In our study, we compared postoperative abdominal complications among patients who had undergone VHR with biologic mesh placement using RBOR, NC-PADM, C-PADM, and BADM. We found that patients who had received RBOR experienced lower hernia recurrence and significantly lower overall complications compared with patients with other biologic mesh types. In this study, we are the first to preliminarily compare reinforced biologic to other biologic meshes for VHR, as well as to report the relative benefit of RBOR over purely biologic mesh types in VHR. The results of our study support the findings of the BRAVO study, and additionally demonstrate that the use of a hybrid reinforced mesh like RBOR may confer increased benefit to patients undergoing VHR compared to purely biologic mesh types.[16,17] The low rate of complications and hernia recurrence highlights the potential of reinforced biologic tissue matrices to improve outcomes in hernia repairs.

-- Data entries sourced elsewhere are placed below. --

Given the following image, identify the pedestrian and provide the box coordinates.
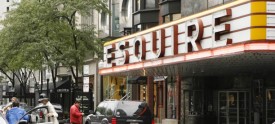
[38,93,59,124]
[6,102,29,124]
[3,97,19,115]
[70,100,84,124]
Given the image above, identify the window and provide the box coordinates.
[163,13,181,23]
[96,102,106,115]
[135,0,140,11]
[146,0,156,9]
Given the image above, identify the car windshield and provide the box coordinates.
[116,101,142,116]
[0,113,7,124]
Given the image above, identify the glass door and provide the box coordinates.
[218,91,249,124]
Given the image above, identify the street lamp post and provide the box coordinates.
[47,78,49,97]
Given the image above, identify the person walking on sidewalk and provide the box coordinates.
[6,102,29,124]
[38,93,59,124]
[70,100,84,124]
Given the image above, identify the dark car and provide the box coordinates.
[17,105,53,124]
[31,103,66,124]
[85,100,153,124]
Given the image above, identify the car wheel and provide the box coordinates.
[101,120,109,124]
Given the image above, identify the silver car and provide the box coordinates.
[0,113,9,124]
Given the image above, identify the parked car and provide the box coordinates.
[31,103,66,124]
[0,102,29,114]
[0,113,8,124]
[18,105,53,124]
[85,100,154,124]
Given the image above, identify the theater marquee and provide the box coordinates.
[100,0,275,74]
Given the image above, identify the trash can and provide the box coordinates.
[162,119,178,124]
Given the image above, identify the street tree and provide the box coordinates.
[0,0,109,100]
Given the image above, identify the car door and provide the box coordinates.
[19,106,53,124]
[90,102,107,124]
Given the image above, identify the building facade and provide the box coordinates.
[99,0,275,124]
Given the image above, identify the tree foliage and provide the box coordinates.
[0,0,109,97]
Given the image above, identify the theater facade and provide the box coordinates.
[99,0,275,124]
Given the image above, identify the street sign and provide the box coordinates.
[83,84,89,93]
[83,65,90,75]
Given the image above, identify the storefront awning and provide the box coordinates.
[128,76,147,84]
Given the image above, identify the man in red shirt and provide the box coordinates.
[70,100,84,124]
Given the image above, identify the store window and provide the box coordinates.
[266,89,275,124]
[163,13,181,23]
[146,0,156,9]
[103,76,127,100]
[167,82,177,119]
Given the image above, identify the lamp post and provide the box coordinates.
[47,78,49,97]
[46,72,51,98]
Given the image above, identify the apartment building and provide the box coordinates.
[99,0,275,124]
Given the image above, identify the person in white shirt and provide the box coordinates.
[38,93,59,124]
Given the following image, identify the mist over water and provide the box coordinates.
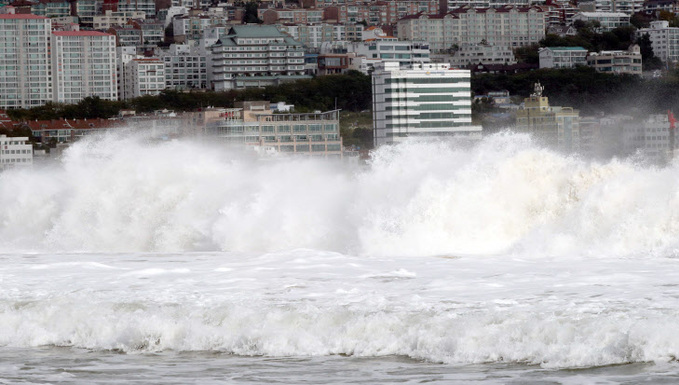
[0,133,679,256]
[6,133,679,377]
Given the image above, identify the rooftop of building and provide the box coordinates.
[0,14,49,20]
[52,31,113,36]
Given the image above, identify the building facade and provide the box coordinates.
[211,25,309,91]
[0,135,33,170]
[516,83,580,152]
[52,31,118,104]
[0,14,53,109]
[538,47,587,68]
[587,44,642,75]
[372,63,481,146]
[160,44,209,90]
[397,6,546,52]
[205,102,342,158]
[637,20,679,63]
[122,58,165,99]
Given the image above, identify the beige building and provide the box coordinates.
[516,83,580,152]
[204,102,342,158]
[587,44,641,75]
[397,6,546,52]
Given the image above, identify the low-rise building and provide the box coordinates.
[159,44,209,90]
[0,135,33,170]
[587,44,642,75]
[573,12,632,33]
[372,62,481,147]
[516,83,581,152]
[205,102,342,158]
[210,25,310,91]
[637,20,679,63]
[538,47,587,68]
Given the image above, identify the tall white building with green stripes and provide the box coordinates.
[372,63,481,146]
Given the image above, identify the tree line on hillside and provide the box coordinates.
[7,71,372,121]
[472,67,679,115]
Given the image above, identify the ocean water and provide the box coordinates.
[0,133,679,384]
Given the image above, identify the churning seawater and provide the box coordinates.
[0,134,679,384]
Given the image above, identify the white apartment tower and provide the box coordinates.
[123,58,165,99]
[52,31,118,104]
[372,62,481,146]
[0,14,52,109]
[0,135,33,170]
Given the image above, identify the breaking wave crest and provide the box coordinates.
[0,133,679,256]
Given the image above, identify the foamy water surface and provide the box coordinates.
[0,134,679,383]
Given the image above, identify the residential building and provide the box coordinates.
[397,6,546,52]
[319,36,431,74]
[587,44,641,75]
[573,12,632,33]
[278,23,346,49]
[172,14,212,43]
[258,8,323,24]
[52,31,118,104]
[211,25,309,91]
[622,114,671,162]
[372,62,481,146]
[107,24,144,47]
[538,47,587,68]
[432,43,516,68]
[0,135,33,170]
[122,58,165,99]
[159,44,209,90]
[205,102,342,158]
[516,83,581,152]
[92,10,146,31]
[0,14,52,109]
[118,0,156,15]
[637,20,679,63]
[71,0,103,28]
[128,19,165,45]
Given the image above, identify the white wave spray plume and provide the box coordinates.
[0,130,679,256]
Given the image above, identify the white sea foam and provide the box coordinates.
[0,130,679,256]
[0,134,679,367]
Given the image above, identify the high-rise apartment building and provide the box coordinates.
[397,6,546,52]
[372,63,481,146]
[52,31,118,104]
[0,14,52,109]
[211,25,309,91]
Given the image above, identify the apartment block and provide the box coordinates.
[573,12,632,32]
[92,10,146,30]
[587,44,642,75]
[159,44,209,90]
[122,58,165,99]
[637,20,679,63]
[538,47,587,68]
[372,63,481,146]
[211,25,309,91]
[52,31,118,104]
[0,14,53,109]
[205,102,342,158]
[0,135,33,170]
[397,6,546,52]
[516,83,581,152]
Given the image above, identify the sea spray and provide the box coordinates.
[0,133,679,257]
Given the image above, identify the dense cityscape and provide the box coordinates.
[0,0,679,168]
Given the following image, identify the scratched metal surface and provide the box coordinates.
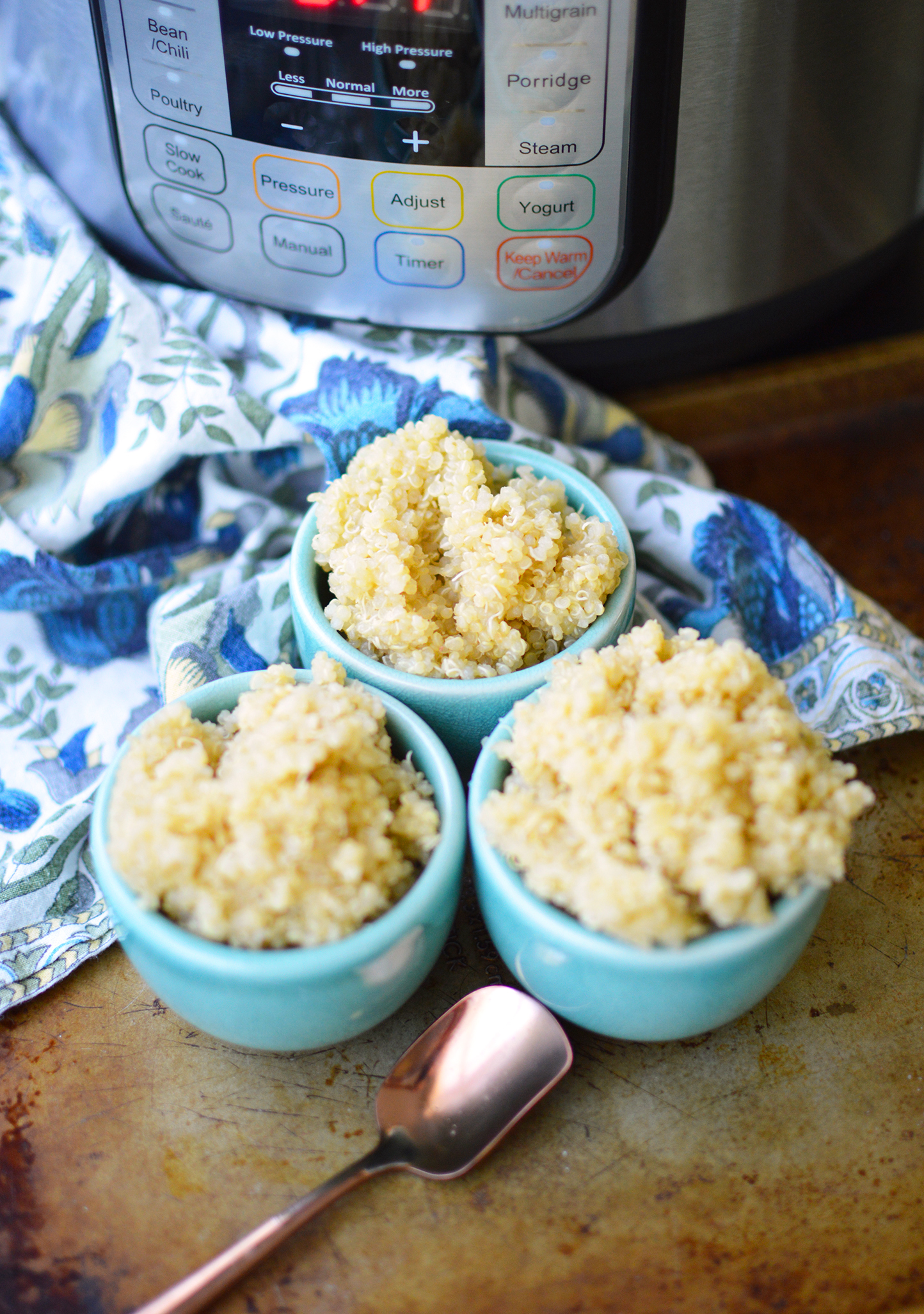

Limitations of our study include its retrospective nature and a relatively small sample size in each subgroup. As biologic mesh has proven to be particularly beneficial in the setting of complicated VHR, each subgroup included patients who had received prior hernia repairs. However, to analyze postoperative outcomes and recurrence rates with statistical robustness, we adjusted for differences in baseline characteristics using Poisson regression. Additionally, the presence of incarcerated hernia in a subset of our patients may have introduced a degree of outcome bias; however, the overall incidence of incarceration was low.

This is the first exploratory study to statistically compare postoperative complications and rates of hernia recurrence among four biologic mesh types in a sizeable patient cohort. This study provides valuable information for preoperative surgical planning and counseling of patients undergoing abdominal wall repair with biologic mesh implantation. Future studies should aim to prospectively compare the impact of biologic mesh type on postoperative complications in a randomized fashion.

CONCLUSIONS

Our data indicate that in patients undergoing abdominal wall repair, RBOR mesh decreases overall complications and hernia recurrence compared to those receiving NC-PADM, C-PADM, and BADM. Utilizing reinforced biologic meshes for VHR may lead to improved outcomes relative to current biologic mesh types.